We just bought a house. Getting all the proper tools to do every job with the correct tool takes money and time. Yes I want a chainsaw over time. Yes I want a chop saw. I need a lot of various tools for various jobs around the house.  But for now, I have an axe, and some rounds too long for my woodstove, and was wondering whether it was possible to solve my problem with what I have.


----------



## tommyjcarpenter (Nov 3, 2016)

drz1050 said:


> Axes rarely make good splitters. The head is way too thin. On straight grained small stuff I've had luck, but that's it. For everything else, there's the Fiskars, 6 lb or 8 lb mauls, or the wedges. The 6 lb gets by far the most use. Axe eye mauls are way better than sledge eye ones.



I am not sure who in this thread is talking about splitting.


----------



## tommyjcarpenter (Nov 3, 2016)

CincyBurner said:


> Bow saw, buck saw, or arborist speed saw (e.g. Corona® Raker Razor-Tooth Pruning Saw, 21-inch Curved Blade).  This Corona saw would be an excellent hand saw for the size of wood you described.  http://www.amleo.com/corona-raker-razor-tooth-pruning-saw-21-inch-curved-blade/p/4534R/
> It's a good mix of new style razor tooth with the old style tooth set for a fast cut, yet allowing it to remove sawdust from kerf on larger diameter wood.


thank you for this, I have added it to my Amazon queue


----------



## drz1050 (Nov 3, 2016)

tommyjcarpenter said:


> I am not sure who in this thread is talking about splitting.



this guy:



redyute said:


> Was in the house bored so I went outside and decided to split some 18" rounds I bucked few months ago with an axe, I must say big respect to those who do it cause aint no way I could do it. I was out of breath by the first 12 swings and the round was still in one piece lol. Log splitter and husky all the way.


----------



## CheapBassTurd (Nov 4, 2016)

Combining a cheap or already owned wood saw of any variety and the axe will
get you through any winter when it comes to surviving, period.  I was laid off when starting
off last winter with my mom's electric 16" chainsaw and a regular axe.   We couldn't deal with the
$600+ winter utility bills.  Our worst after firing the stove was $128 for Feb, 2016.
You can combine some cuts and chops quite effectively using the saw to make weak points
for the axe.   Chop away my friend, and chop away those furnace expenses.
Cheeeeeeeeeeeeeeeeap


----------



## OhioBurner© (Nov 4, 2016)

drz1050 said:


> this guy:





redyute said:


> Was in the house bored so I went outside and decided to split some 18" rounds I bucked few months ago with an axe, I must say big respect to those who do it cause aint no way I could do it. I was out of breath by the first 12 swings and the round was still in one piece lol. Log splitter and husky all the way.
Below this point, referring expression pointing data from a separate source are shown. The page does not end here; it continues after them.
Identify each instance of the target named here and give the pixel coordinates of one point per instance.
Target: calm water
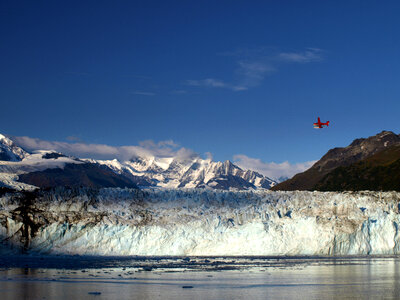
(200, 278)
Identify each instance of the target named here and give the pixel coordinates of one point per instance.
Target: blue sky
(226, 77)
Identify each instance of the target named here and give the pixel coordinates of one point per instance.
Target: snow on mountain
(172, 172)
(160, 172)
(199, 222)
(9, 151)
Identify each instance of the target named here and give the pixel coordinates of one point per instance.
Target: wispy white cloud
(101, 151)
(271, 169)
(307, 56)
(214, 83)
(254, 65)
(141, 93)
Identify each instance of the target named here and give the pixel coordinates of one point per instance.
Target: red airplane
(319, 125)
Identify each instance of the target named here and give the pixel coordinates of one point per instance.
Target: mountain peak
(9, 151)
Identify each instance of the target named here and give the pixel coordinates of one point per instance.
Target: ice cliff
(199, 222)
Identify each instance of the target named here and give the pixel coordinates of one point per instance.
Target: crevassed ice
(204, 222)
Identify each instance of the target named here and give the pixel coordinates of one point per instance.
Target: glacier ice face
(200, 222)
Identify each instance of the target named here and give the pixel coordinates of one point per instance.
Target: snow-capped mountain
(173, 172)
(9, 151)
(22, 170)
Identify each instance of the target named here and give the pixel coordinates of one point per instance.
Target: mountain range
(20, 169)
(371, 163)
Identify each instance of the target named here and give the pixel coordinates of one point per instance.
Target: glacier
(199, 222)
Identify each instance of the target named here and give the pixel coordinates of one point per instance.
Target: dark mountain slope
(380, 172)
(358, 150)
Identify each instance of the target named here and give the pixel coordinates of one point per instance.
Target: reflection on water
(350, 278)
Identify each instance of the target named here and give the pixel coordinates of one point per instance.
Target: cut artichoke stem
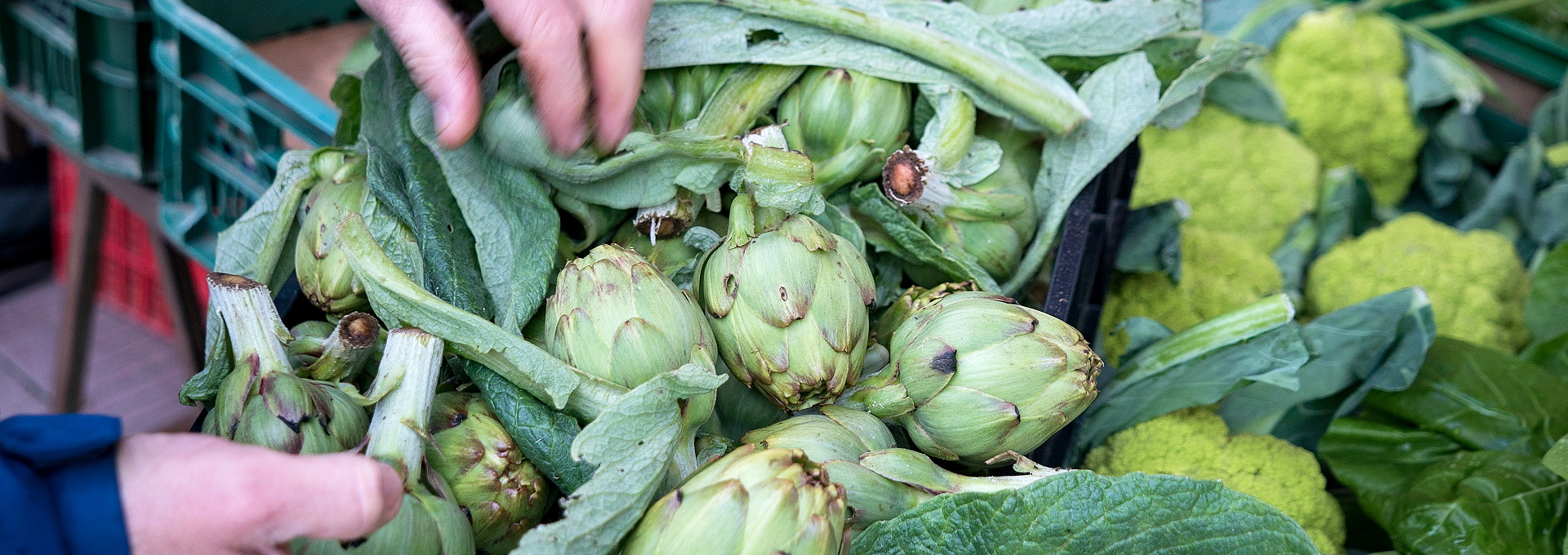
(397, 428)
(666, 220)
(255, 328)
(344, 353)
And redyute apparently misunderstood the topic of discussion. The OP is not trying to split with a normal axe, he even said he had a 'splitting' axe, maul, wedges, etc. He was asking about bucking with an axe.

If you're not trying to be old school on purpose, and just to save money, I'd be seriously looking at craigslist for a decent used saw or a new cheapie saw. If you already had a good crosscut hand saw or two person saw, etc, then great use it, but if you have to buy one I don't think the difference in price with an inexpensive chainsaw is enough to worry about. Heck if you were close by I'd give you my old Poulan if it were still running (might be, just havent fired it up in 8 years or so).


----------



## St. Coemgen (Nov 4, 2016)

tommyjcarpenter said:


> thank you for this, I have added it to my Amazon queue



You may then want to also look at:

http://www2.fiskars.com/Products/Gardening-and-Yard-Care/Saws/POWER-TOOTH-Softgrip-D-handle-Saw-18

or 

https://www.stihlusa.com/products/hand-tools/hand-pruning-saws/


----------



## St. Coemgen (Nov 4, 2016)

OhioBurner© said:


> If you're not trying to be old school on purpose, and just to save money, I'd be seriously looking at craigslist for a decent used saw or a new cheapie saw.



Good point. If one is a devote of the Woodwright's Shop or not.


----------



## Pat32rf (Nov 4, 2016)

If you just bought a house you will find many uses for a SawZall with a few 12" rough cutting blades.....


----------



## Jeffm1 (Nov 4, 2016)

tommyjcarpenter said:


> .... I also do not have any powertools. I could buy them if needed but want to know if I can use the axe... Does everyone always use a chainsaw for that or can I make sectionals with an axe? Any tips?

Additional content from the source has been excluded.